Given all of that, I am biased towards MyISAM. But I need input from people already experienced in MySQL.

Questions:

  1. If the InnoDB run times are wrong/surprising, what have I missed in
    testing?
    Increasing buffer pool size dramatically increased performance. See above.
  2. If not, considering all of the above, is MyISAM really good
    choice in the long run?
  3. If MyISAM too turns out to be a bad choice
    later, how easily can I restructure the database? What options do I
    have?

On a side note:

  1. If choosing EAV was bad, what other architecture can I use for this project?

Best Answer

InnoDB and MyISAM each have their strengths and weaknesses.

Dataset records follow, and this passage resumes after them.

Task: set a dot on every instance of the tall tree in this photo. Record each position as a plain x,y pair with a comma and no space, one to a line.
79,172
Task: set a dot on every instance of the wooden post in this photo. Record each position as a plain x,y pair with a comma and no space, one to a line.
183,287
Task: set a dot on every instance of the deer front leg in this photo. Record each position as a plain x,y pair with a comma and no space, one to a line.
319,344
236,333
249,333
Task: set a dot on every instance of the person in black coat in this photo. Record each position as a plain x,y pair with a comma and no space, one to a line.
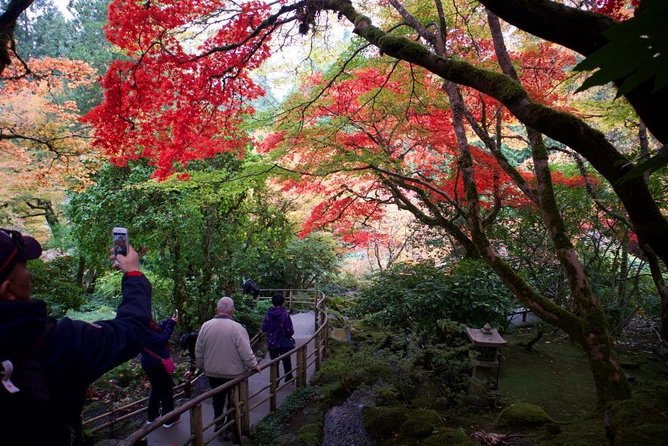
69,354
155,349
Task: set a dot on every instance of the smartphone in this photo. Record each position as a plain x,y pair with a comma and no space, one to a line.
120,239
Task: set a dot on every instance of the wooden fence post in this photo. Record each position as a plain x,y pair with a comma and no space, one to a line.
196,425
316,345
243,406
273,387
301,366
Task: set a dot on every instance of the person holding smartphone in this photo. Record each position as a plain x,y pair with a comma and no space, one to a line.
155,350
65,355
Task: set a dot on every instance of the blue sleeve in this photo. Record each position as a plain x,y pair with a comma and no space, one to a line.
167,330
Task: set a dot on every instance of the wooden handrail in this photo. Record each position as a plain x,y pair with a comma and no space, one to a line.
239,385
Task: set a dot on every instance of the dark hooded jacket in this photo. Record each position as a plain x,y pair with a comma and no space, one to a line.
156,342
277,324
72,355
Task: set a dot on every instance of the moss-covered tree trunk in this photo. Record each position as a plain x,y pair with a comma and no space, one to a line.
588,323
644,213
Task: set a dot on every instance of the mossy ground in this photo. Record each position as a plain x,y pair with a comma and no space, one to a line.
554,376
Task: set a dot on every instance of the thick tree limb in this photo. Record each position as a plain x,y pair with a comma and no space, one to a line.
581,31
648,222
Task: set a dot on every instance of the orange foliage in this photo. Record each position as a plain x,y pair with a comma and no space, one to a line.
42,145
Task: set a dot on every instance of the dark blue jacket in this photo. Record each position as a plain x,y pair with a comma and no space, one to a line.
277,324
157,343
74,353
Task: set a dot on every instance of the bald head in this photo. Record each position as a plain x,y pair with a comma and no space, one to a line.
225,306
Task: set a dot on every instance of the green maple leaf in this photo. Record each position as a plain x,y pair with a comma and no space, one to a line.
636,52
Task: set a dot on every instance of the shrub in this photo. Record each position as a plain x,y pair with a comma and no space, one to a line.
414,296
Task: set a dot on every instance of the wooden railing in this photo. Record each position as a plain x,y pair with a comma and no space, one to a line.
310,353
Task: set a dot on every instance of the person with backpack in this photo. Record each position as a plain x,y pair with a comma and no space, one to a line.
157,364
46,365
278,327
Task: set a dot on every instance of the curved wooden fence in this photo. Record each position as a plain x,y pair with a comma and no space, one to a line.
310,353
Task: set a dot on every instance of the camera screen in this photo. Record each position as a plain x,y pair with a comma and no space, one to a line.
120,243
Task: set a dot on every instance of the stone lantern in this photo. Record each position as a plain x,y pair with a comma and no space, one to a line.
485,354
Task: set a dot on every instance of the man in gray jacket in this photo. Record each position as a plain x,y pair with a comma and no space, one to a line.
224,352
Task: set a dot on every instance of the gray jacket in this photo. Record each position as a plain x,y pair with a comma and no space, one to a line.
223,349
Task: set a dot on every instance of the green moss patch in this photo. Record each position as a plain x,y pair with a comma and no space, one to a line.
523,414
555,376
447,436
641,420
384,422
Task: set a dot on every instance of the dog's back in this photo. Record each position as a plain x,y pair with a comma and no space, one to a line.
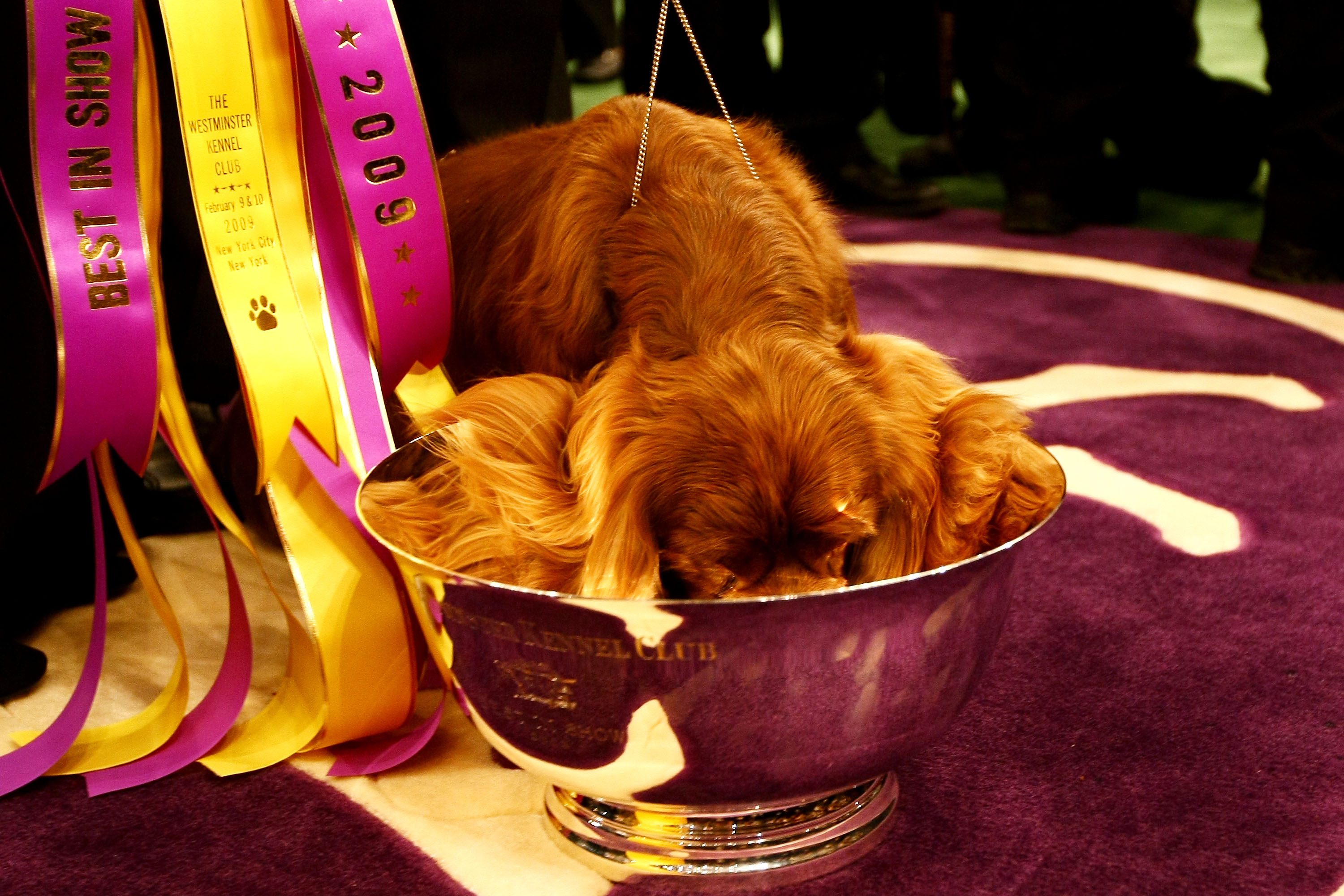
557,271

If you have enough RAM, I would choose InnoDB because it caches data and index pages in the Buffer Pool. MyISAM only caches index pages in the Key Cache.

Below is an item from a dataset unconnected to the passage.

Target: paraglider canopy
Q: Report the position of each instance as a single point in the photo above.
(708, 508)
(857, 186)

MyISAM tables experience full table locks for each INSERT, UPDATE, and DELETE. MyISAM tables always require disk access for data.

InnoDB tables always incur disk I/O in the following areas:

  • Double Write Buffer : Changes are posted in ibdata1 to avoid OS caching
  • Insert Buffer : Changes to Secondary (non-Unique) Indexes as posted in ibdata1
  • Data and Indexes
    • With innodb_file_per_table = 0, changes are written to ibdata1
    • With innodb_file_per_table = 1, changes are written to .ibd tablespace file. Read I/O against ibdata1 still necessary to crosscheck table metadata

SUMMARY

In an environment with the following:

  • heavy writes
  • heavy reads
  • tons of RAM
  • heavy connections

I would always choose InnoDB. Please check out my other post about InnoDB over MyISAM : When to switch from MyISAM to InnoDB?

When would I every choose MyISAM?

Under the following scenario

  • Using MySQL Replication
  • Master with all InnoDB
  • Slave with all tables converted to MyISAM
  • ALTER TABLE ... ROW_FORMAT=Fixed for all tables on the Slave

Disk I/O wise, MyISAM has a slight edge with ROW_FORMAT-Fixed because you only interact with one file, the .MYD file. The row size is completely predictable because VARCHAR is treated as CHAR this shortening access time for data retrieval.

On the other hand, InnoDB has to interact with multiple files (ibdata1, serveral read/write threads upon the .ibd of the InnoDB table).